Electrochemical and photocatalytic properties of TiO2/WO3 photoelectrodes

Porous films of TiO2 and TiO2/WO3 were deposited onto transparent electrodes from aqueous suspensions with polyethylene glycol, TiO2 particles and different amounts of tungistic acid. After annealing, crystalline samples were obtained. The band gap energy, approximately 3.1 eV for TiO2, decreased from 2.9 to 2.7 eV for varying W/Ti molar ratios from 3 to 12 %. The electrochemical properties were investigated in Na2SO4 aqueous solution; for the TiO2 electrode, the open circuit potential changed from 0.18 V in the dark to -0.25 V under irradiation from a solar simulator. For hybrid TiO2/WO3 electrodes, the VOC values were almost independent of the WO3 content and corresponded to 0.3 V in the dark and -0.1 V under irradiation; however, photocurrent and interfacial capacitance increased with a higher WO3 concentration. The electrodes were then used as photocatalysts for 17-α-etinylestradiol removal from water, and the mixed TiO2/WO3 exhibited better performance for photocatalytic oxidation of estradiol than TiO2. Adding WO3 enhances the visible light harvesting and minimizes the charge recombination resulting in higher efficiency for solar energy conversion.

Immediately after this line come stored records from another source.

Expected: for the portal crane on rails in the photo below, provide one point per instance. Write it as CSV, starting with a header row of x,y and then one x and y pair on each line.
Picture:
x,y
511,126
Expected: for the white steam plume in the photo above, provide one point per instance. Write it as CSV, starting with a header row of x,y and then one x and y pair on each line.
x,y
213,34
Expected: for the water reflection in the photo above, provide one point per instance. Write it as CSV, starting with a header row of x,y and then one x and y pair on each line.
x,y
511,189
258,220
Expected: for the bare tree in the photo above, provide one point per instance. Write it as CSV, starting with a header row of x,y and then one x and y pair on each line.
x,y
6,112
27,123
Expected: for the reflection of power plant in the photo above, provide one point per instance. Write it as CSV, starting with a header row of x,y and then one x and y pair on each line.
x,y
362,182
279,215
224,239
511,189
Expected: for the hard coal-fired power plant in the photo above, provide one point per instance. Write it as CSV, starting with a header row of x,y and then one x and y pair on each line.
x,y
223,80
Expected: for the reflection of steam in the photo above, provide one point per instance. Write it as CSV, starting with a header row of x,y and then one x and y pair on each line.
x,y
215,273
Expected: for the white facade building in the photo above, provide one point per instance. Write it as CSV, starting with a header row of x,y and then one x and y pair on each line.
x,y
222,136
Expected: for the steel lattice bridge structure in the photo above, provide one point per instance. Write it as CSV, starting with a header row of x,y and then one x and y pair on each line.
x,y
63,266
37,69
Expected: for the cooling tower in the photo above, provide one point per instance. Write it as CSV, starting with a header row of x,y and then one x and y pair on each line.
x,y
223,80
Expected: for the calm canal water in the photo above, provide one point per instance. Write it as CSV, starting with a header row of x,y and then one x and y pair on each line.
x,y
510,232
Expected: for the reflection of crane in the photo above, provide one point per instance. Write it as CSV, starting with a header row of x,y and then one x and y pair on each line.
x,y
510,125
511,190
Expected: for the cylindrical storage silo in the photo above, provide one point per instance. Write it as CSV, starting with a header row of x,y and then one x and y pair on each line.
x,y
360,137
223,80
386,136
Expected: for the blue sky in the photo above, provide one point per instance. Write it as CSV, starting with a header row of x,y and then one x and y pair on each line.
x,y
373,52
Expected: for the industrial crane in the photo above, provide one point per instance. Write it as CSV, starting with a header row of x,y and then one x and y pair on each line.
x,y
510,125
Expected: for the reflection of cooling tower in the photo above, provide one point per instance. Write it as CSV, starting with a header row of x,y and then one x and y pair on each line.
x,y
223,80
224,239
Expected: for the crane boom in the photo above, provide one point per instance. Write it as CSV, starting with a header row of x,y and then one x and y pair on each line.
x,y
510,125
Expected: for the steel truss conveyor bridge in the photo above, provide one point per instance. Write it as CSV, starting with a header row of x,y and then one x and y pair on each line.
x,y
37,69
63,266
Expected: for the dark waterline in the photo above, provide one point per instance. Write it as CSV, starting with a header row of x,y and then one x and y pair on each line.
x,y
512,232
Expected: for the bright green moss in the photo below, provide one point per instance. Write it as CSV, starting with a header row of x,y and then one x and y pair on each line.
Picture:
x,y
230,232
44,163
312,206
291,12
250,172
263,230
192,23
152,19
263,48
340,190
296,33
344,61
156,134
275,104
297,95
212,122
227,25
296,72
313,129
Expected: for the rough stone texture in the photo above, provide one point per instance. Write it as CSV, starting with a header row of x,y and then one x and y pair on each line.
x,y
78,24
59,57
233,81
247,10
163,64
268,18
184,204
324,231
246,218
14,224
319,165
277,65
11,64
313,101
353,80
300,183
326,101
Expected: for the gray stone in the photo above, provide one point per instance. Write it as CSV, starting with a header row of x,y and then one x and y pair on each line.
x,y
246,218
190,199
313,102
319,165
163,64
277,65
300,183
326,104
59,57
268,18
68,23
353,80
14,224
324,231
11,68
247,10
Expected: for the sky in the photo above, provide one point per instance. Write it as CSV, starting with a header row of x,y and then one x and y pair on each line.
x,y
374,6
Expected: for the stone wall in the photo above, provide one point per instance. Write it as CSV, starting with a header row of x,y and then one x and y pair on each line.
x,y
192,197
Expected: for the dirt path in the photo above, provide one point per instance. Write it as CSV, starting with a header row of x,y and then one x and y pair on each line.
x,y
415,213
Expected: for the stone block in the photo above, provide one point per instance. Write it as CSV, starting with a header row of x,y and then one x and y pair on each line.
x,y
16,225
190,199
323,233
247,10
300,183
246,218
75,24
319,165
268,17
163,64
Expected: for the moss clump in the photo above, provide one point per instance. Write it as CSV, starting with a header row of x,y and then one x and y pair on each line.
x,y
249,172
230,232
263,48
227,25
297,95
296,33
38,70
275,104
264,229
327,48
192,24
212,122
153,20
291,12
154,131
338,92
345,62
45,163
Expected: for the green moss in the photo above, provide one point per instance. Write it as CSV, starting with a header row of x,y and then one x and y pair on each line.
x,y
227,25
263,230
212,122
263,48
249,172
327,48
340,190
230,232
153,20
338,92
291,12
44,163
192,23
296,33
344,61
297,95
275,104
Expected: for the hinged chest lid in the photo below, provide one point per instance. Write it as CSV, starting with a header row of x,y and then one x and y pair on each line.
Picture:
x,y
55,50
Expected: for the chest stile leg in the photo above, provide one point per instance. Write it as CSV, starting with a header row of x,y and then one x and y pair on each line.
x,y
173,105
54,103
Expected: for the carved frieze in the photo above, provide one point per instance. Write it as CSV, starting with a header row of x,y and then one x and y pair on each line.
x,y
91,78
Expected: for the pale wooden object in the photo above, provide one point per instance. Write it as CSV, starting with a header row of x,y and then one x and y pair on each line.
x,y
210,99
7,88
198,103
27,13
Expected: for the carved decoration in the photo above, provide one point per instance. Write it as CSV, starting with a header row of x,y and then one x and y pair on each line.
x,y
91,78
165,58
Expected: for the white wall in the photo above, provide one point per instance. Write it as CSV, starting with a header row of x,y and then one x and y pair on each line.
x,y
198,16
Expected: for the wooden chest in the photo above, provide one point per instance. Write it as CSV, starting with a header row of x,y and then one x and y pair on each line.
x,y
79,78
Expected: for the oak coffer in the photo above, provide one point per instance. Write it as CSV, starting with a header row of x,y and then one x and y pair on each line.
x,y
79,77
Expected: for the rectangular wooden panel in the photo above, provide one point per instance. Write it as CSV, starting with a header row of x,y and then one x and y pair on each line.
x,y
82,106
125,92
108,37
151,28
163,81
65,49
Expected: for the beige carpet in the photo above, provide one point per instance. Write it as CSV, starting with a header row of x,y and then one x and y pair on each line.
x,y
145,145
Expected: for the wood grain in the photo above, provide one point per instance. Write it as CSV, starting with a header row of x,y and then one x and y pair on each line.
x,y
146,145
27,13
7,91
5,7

TiO2 and TiO2/WO3 porous film electrodes for application in solar energy conversion

TiO2 and TiO2/WO3 porous films were deposited onto transparent conducting glass electrodes, resulting in uniform films consisted of agglomerated particles with average diameters ranging from 50 to 200 nm; Ti, O and W atoms were homogeneously distributed at the surface of hybrid film. Comparable electrochemical properties were observed in the dark, with small capacitive currents and similar potentials for O2 and H2 evolution reactions in aqueous solution. Under polychromatic irradiation, the hybrid film electrode, molar ratio WO3/TiO2 = 12 %, reveled higher photocurrent and photocatalytic activity for oxidation of phenol and 17-α-ethinylestradiol. The visible light harvesting ability of hybrid film, with band gap energy estimated as 2.3 eV, and the relative position of conduction and valence band edges that inhibits charge recombination, should improve its photocatalytic activity for organic pollutant removal.